En effet, il ne s'agit pas d'une approche philosophique et encore moins théologique du concept de paix, pour la raison première que je n'ai pas pour cela de compétence particulière. Je propose au contraire une analyse concrète, pragmatique, actuelle et, par conséquent, contingente de l'avenir de la paix, vu par un soldat. "
"Qui peut mieux parler de la paix qu'un soldat?", a-t-on envie d'ajouter après cette déclaration préliminaire à laquelle se livre le Général Cot. Nous touchons dans ces quelques mots l'essence même de La paix du monde; le soldat, l'honnête homme, sans cesse en quête de paix, s'interroge à la lueur de ses expériences militaires passées, parfois douloureuses, tout en nous livrant le témoignage passionnant d'un acteur qui a longtemps foulé les planches de la scène internationale.

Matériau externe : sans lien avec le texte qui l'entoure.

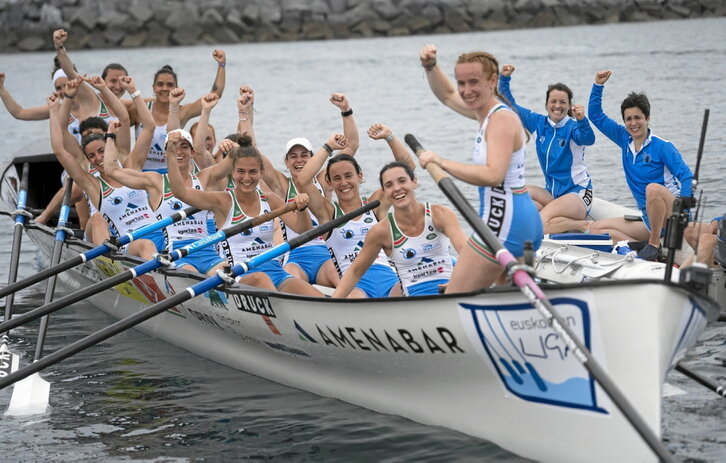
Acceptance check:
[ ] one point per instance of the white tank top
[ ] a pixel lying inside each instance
(155, 159)
(250, 243)
(289, 233)
(421, 258)
(514, 179)
(191, 228)
(125, 209)
(346, 241)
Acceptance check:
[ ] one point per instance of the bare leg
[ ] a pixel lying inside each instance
(327, 275)
(540, 196)
(620, 229)
(473, 271)
(658, 203)
(297, 286)
(565, 213)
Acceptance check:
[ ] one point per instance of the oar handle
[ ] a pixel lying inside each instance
(537, 298)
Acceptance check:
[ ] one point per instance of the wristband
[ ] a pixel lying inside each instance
(327, 148)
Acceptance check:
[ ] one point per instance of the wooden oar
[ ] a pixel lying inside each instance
(8, 359)
(143, 268)
(538, 300)
(97, 251)
(30, 396)
(180, 297)
(699, 378)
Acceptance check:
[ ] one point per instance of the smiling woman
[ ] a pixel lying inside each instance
(654, 169)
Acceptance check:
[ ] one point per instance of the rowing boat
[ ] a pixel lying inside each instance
(483, 363)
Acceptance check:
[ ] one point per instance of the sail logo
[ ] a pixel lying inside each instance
(529, 357)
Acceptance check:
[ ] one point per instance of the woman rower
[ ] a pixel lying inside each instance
(562, 135)
(123, 209)
(498, 169)
(246, 200)
(311, 261)
(344, 176)
(165, 80)
(654, 169)
(415, 237)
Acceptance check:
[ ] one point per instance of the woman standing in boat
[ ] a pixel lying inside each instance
(246, 200)
(344, 176)
(311, 261)
(654, 169)
(165, 80)
(498, 169)
(562, 135)
(415, 237)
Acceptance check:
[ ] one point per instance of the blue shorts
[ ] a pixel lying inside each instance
(309, 259)
(426, 288)
(512, 217)
(203, 259)
(646, 222)
(274, 270)
(378, 281)
(157, 237)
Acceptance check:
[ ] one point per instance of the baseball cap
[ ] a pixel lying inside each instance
(185, 135)
(304, 142)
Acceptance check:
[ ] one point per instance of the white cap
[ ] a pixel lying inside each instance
(304, 142)
(185, 135)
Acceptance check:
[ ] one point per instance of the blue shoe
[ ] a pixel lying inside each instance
(649, 252)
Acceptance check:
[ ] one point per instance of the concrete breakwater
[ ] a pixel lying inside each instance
(27, 25)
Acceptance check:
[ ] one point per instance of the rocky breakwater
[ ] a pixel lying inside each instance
(27, 25)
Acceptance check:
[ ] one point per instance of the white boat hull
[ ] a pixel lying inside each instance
(484, 364)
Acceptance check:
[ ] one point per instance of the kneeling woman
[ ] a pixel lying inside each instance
(232, 207)
(415, 236)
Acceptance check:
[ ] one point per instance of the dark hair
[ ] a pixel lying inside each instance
(636, 100)
(90, 138)
(166, 69)
(392, 165)
(92, 123)
(562, 88)
(113, 67)
(246, 149)
(339, 158)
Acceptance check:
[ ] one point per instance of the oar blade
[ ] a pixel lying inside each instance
(8, 361)
(30, 396)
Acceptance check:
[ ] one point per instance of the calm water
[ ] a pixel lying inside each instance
(135, 398)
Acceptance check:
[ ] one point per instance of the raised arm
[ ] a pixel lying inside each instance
(528, 118)
(614, 131)
(147, 181)
(201, 156)
(441, 85)
(137, 157)
(195, 108)
(123, 137)
(18, 112)
(374, 242)
(214, 178)
(504, 133)
(319, 205)
(350, 129)
(86, 181)
(583, 134)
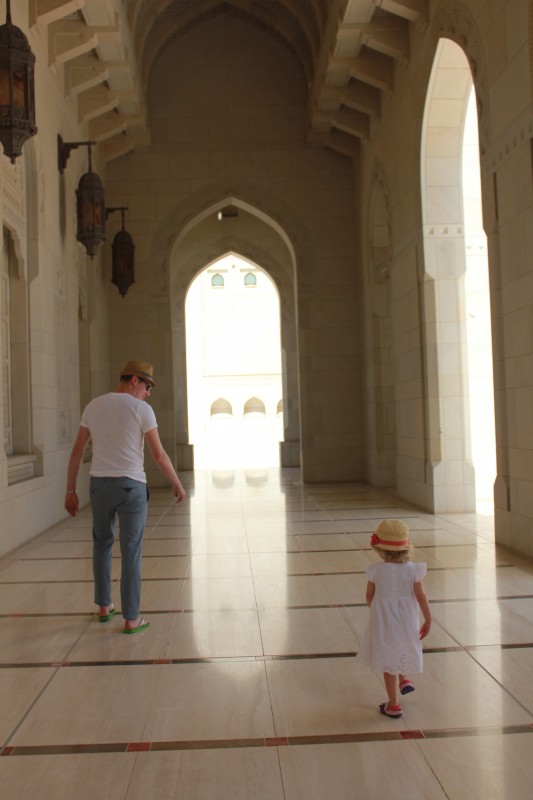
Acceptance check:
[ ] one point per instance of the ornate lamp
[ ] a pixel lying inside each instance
(123, 256)
(17, 96)
(90, 200)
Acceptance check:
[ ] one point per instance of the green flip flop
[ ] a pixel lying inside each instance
(140, 627)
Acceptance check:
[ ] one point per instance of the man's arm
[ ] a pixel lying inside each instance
(76, 455)
(164, 463)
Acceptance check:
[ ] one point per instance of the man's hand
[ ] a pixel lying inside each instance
(72, 503)
(179, 492)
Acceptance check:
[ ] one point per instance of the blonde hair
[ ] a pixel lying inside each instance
(393, 556)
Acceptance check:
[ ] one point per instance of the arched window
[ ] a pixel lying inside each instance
(254, 406)
(221, 406)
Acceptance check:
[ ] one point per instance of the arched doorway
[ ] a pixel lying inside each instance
(234, 379)
(455, 290)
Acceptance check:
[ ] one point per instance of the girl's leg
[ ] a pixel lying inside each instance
(391, 685)
(406, 685)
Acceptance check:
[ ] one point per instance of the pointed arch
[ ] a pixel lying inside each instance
(190, 237)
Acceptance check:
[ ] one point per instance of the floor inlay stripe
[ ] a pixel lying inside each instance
(281, 741)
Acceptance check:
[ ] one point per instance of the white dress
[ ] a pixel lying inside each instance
(392, 639)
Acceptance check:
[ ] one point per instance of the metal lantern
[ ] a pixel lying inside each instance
(17, 95)
(123, 257)
(90, 207)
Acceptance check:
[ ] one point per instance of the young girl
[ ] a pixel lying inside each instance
(394, 593)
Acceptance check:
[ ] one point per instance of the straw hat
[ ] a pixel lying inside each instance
(391, 534)
(142, 369)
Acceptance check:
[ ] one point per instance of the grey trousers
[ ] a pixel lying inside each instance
(127, 499)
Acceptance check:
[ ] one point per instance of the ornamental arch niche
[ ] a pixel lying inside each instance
(197, 233)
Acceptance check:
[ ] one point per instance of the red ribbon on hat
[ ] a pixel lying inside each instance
(375, 540)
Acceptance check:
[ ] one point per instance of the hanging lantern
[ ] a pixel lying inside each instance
(123, 257)
(17, 96)
(90, 207)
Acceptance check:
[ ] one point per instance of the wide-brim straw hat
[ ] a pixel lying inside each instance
(142, 369)
(391, 534)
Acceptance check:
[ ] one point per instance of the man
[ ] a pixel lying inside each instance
(118, 424)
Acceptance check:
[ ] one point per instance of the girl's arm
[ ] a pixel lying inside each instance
(370, 592)
(422, 599)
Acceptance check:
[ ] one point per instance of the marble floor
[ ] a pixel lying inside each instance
(245, 684)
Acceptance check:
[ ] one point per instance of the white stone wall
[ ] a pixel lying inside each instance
(345, 242)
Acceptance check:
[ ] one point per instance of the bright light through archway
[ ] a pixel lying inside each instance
(234, 381)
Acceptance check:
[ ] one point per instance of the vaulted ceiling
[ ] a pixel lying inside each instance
(348, 50)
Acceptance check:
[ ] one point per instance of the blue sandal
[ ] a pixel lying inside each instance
(390, 711)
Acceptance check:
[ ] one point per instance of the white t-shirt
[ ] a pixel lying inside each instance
(117, 423)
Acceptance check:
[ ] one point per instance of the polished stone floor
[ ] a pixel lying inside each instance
(245, 684)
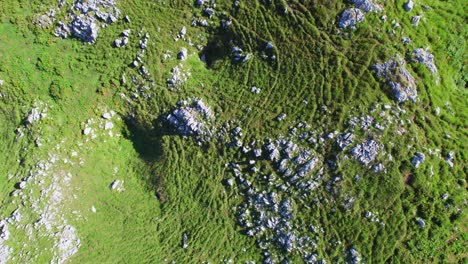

La soif de comprendre reste véritablement au centre du livre qui tente de saisir les raisons d'une éternelle barbarie guerrière chez l'homme: en partant des origines, il commence par aborder le vaste débat sur le rapport très ambigu de la guerre et de la paix, à travers une multitude de références historiques, philosophiques ou religieuses (Nietzsche, Machiavel, Clausewitz, Kant, l'abbé de Saint-Pierre, Jean XXIII, Alain,…) pour déboucher sur le constat que la paix peut ne pas être une utopie si les Etats font converger leurs efforts pour appréhender les ressorts de la guerre et ainsi la prévenir; à partir de là, une proposition est faite, mue par la simple observation que, pour contrecarrer un adversaire, il convient dans un premier temps de le connaître et de mettre un nom sur son visage, qui vise à dresser les grands axes de ce que serait la réflexion à conduire et les actions à entreprendre pour arriver à instaurer une paix durable.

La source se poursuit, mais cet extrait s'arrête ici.